Certes, on ne lui reprochera pas d’avoir employé sa femme comme attachée parlementaire, puisque cette pratique est légale, et qu’il y a eu recours «comme des centaines de parlementaires avant moi et des centaines après moi», a-t-il insisté. Le problème n’est pas là, mais dans le caractère supposé fictif de cet emploi rémunéré sur fonds publics, et dans la hauteur de la rémunération.

C’est à ce niveau que le dossier, qui colle aux basques du candidat, manque de transparence. Au point que François Fillon a dû confesser diverses «erreurs» sur cet emploi comme sur l’acceptation de cadeaux d’amis dits désintéressés –qu’il s’agisse d’un prêt sans intérêt consenti par un homme qu’il a lui-même élevé au grade de grand croix dans l’ordre de la légion d’honneur, ou de costumes offerts par un avocat habitué à jouer les intermédiaires plus ou moins occultes et qu’il a finalement rendus.
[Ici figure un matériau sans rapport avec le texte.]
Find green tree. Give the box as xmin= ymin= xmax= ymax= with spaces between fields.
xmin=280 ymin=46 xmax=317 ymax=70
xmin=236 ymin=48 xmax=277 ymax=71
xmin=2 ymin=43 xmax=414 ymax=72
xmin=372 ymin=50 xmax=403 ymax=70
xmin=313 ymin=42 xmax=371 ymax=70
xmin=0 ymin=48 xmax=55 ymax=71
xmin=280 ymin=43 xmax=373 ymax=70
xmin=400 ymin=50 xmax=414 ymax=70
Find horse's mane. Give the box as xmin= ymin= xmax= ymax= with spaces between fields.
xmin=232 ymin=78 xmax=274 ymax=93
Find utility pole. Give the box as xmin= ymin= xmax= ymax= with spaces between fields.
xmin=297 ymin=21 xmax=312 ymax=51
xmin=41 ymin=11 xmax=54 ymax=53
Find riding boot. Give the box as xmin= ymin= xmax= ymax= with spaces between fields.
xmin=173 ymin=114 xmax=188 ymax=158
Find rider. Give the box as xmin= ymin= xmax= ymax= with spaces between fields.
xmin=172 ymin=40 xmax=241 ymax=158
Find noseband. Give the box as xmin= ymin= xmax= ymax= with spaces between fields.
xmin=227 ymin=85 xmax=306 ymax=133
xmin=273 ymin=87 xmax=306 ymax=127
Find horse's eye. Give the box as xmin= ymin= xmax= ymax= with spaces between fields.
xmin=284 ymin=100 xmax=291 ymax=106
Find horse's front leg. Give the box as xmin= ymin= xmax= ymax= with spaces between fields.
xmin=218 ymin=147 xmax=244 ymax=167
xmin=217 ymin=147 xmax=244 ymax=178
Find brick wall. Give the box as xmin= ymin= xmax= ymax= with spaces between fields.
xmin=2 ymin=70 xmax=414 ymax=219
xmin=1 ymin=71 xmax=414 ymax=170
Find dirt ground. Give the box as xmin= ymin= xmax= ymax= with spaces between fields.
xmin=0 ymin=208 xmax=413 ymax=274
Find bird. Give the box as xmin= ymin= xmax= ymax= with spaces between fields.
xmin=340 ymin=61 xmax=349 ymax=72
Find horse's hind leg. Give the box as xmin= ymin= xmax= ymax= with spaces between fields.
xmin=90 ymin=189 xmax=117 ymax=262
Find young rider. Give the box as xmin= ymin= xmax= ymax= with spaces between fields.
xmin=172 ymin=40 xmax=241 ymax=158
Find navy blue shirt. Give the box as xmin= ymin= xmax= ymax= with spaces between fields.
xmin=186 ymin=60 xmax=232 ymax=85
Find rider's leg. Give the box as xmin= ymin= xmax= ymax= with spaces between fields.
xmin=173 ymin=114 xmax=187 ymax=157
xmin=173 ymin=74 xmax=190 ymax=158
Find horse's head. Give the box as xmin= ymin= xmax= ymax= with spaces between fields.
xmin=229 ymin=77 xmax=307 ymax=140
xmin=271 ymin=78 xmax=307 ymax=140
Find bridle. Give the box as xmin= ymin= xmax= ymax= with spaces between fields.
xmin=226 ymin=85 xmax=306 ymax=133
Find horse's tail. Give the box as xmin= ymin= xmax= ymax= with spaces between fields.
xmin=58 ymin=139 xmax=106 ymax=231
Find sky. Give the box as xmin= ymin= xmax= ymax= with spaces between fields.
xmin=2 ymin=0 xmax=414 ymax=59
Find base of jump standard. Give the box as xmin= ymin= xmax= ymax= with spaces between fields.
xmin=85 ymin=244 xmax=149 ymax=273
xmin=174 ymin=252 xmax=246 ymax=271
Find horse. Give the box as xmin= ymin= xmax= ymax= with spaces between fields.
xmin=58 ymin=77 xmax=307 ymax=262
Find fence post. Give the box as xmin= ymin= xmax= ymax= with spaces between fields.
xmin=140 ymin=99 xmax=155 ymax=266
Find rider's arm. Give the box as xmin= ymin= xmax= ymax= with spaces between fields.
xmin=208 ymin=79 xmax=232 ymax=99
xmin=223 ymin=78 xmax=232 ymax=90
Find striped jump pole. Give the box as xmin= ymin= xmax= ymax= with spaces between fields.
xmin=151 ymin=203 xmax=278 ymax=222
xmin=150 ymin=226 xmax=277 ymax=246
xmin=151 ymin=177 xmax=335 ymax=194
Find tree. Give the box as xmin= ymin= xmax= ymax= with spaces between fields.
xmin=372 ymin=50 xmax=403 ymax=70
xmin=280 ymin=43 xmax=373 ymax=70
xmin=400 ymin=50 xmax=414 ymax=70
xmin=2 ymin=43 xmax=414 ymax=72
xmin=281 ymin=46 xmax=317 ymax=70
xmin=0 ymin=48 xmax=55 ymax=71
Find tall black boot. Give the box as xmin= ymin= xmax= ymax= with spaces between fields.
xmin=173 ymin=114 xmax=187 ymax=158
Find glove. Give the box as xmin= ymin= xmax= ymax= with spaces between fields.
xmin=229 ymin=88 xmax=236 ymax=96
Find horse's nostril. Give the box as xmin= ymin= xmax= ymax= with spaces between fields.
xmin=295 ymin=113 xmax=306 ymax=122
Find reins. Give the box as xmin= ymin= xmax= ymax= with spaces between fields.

Beaucoup d’erreurs…

Transparence et élection: qui confisque quoi?

Avec ces affaires, «on cherche à nous confisquer l’élection», accusent les soutiens de François Fillon. En l’occurrence, c’est surtout la démocratie qui pourrait se plaindre qu’on cherche à lui confisquer la transparence qui fonde la confiance du peuple dans les élus. C’est pourquoi le débat s’est propulsé au cœur d’une campagne électorale où on attendait d’autres affrontements programmatiques. Jusque dans les détails.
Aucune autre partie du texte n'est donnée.